第6話 推しのユニットにスカウトされた!?

 原作ではマネージャーだった夢野ゆめの詩音しおんが、あろうことかアイドルにスカウトされてしまった。これは由々しき事態だ。


 音楽室から飛び出した僕は、早足で廊下を歩く。


 夏輝なつきくんから誘われたのは嬉しかったが、アイドルになるなんて冗談じゃない。こんな陰キャにアイドルなんて務まるはずがない。


 もし加わったとしても、足手まといになるだけだ。僕が加わったことで『カンパネルラ』の魅力が損なわれてしまったらと考えると、ゾッとした。


 星は地上から眺めているだけでいい。彼らと一緒に輝こうだなんて、図々しいにもほどがある。


 身のほどをわきまえて辞退したものの、追いかけてきた夏輝くんに掴まってしまった。


「ねえ、待ってよ。なんでダメなの?」


 縋りように腕を掴む夏輝くん。僕は咄嗟に腕を払った。


「僕は、アイドルになるような人間ではないので」

「ええ? だったらなんでこの学園に来たの?」


 ……確かにその通りだ。アイドルになるつもりのない人間がこの学園にいるのはおかしい。

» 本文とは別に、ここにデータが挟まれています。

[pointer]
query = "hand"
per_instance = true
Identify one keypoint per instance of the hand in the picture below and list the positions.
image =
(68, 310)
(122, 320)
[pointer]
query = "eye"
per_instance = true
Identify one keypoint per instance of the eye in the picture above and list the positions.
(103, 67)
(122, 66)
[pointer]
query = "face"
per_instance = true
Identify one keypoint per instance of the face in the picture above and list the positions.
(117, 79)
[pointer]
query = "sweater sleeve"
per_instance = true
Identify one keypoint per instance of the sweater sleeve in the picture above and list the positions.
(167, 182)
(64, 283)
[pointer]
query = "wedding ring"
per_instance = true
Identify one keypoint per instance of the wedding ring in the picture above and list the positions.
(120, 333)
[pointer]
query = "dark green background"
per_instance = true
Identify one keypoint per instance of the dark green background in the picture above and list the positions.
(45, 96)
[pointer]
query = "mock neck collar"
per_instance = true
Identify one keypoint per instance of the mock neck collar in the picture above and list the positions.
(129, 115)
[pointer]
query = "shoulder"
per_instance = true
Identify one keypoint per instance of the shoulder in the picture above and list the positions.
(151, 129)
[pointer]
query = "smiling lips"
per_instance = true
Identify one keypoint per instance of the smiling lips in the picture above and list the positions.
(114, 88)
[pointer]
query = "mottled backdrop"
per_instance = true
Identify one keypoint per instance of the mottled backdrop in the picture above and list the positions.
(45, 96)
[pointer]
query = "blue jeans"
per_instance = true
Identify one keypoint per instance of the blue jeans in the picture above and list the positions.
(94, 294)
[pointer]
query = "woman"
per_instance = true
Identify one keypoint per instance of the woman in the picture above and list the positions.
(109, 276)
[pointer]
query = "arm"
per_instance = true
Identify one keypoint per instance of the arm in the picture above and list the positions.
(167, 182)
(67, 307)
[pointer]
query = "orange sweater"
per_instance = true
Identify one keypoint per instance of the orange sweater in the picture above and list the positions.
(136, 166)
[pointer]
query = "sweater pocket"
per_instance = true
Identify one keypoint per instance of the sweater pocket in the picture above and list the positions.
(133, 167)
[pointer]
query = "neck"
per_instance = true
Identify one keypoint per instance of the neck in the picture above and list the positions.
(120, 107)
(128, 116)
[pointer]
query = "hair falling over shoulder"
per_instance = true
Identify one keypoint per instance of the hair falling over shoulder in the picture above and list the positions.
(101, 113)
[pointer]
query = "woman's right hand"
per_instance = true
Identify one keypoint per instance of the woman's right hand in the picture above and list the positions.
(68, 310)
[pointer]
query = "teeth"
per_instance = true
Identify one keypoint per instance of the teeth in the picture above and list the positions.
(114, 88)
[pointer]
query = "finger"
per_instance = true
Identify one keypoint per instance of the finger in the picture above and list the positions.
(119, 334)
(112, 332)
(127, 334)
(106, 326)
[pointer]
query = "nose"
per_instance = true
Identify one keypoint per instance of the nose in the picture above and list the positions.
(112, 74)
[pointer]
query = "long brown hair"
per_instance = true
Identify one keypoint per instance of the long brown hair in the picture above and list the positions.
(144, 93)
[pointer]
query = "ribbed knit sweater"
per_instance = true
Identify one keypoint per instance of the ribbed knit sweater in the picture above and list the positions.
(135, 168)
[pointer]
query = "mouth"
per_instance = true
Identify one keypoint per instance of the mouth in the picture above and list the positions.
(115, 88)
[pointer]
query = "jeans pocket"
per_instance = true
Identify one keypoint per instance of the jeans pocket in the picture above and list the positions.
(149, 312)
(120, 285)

 転生して目を覚ましたらここにいた、なんて言っても信じてもらえないだろう。またおかしなやつだと思われる。


「それは……事情があって」

「その事情はアイドルにはなれない事情?」

「そうじゃ、ないけど……」


 恐らくアイドルになってはいけないなんて縛りはない。アイドルにならないのは僕の個人的な事情だ。


「とにかくっ、陰キャにアイドルなんて務まりません! 僕なんかが加わったら『カンパネルラ』のイメージダウンになります」

「そんなの分かんないじゃん」

「分かります!」


 陰キャが入って『カンパネルラ』に暗いイメージが付きまとうのは容易に想像できる。やっぱり僕のような人間が加わるわけにはいかない。


「大体、どうして僕をスカウトしているんですか?」

「好きになったから」


 しれっと告げる夏輝くん。思わぬ言葉が飛び出してポカンとしてしまった。


(好きになった? 僕のことを? そんな馬鹿な……)


 意味が分からず放心していると、夏輝くんは言葉を続ける。


「君の歌声を好きになったんだ。ひと目惚れ? いや、聴いたから、ひと聴き惚れなのかな?」

「ああ、歌か……」


 歌と聞いて納得したが、すぐに「いやいやいや」と否定する。確かに夢野詩音は聞き惚れるような甘い歌声をしていたが、それだけで好きになってもらえるはずがない。ましてやあの夏輝くんに。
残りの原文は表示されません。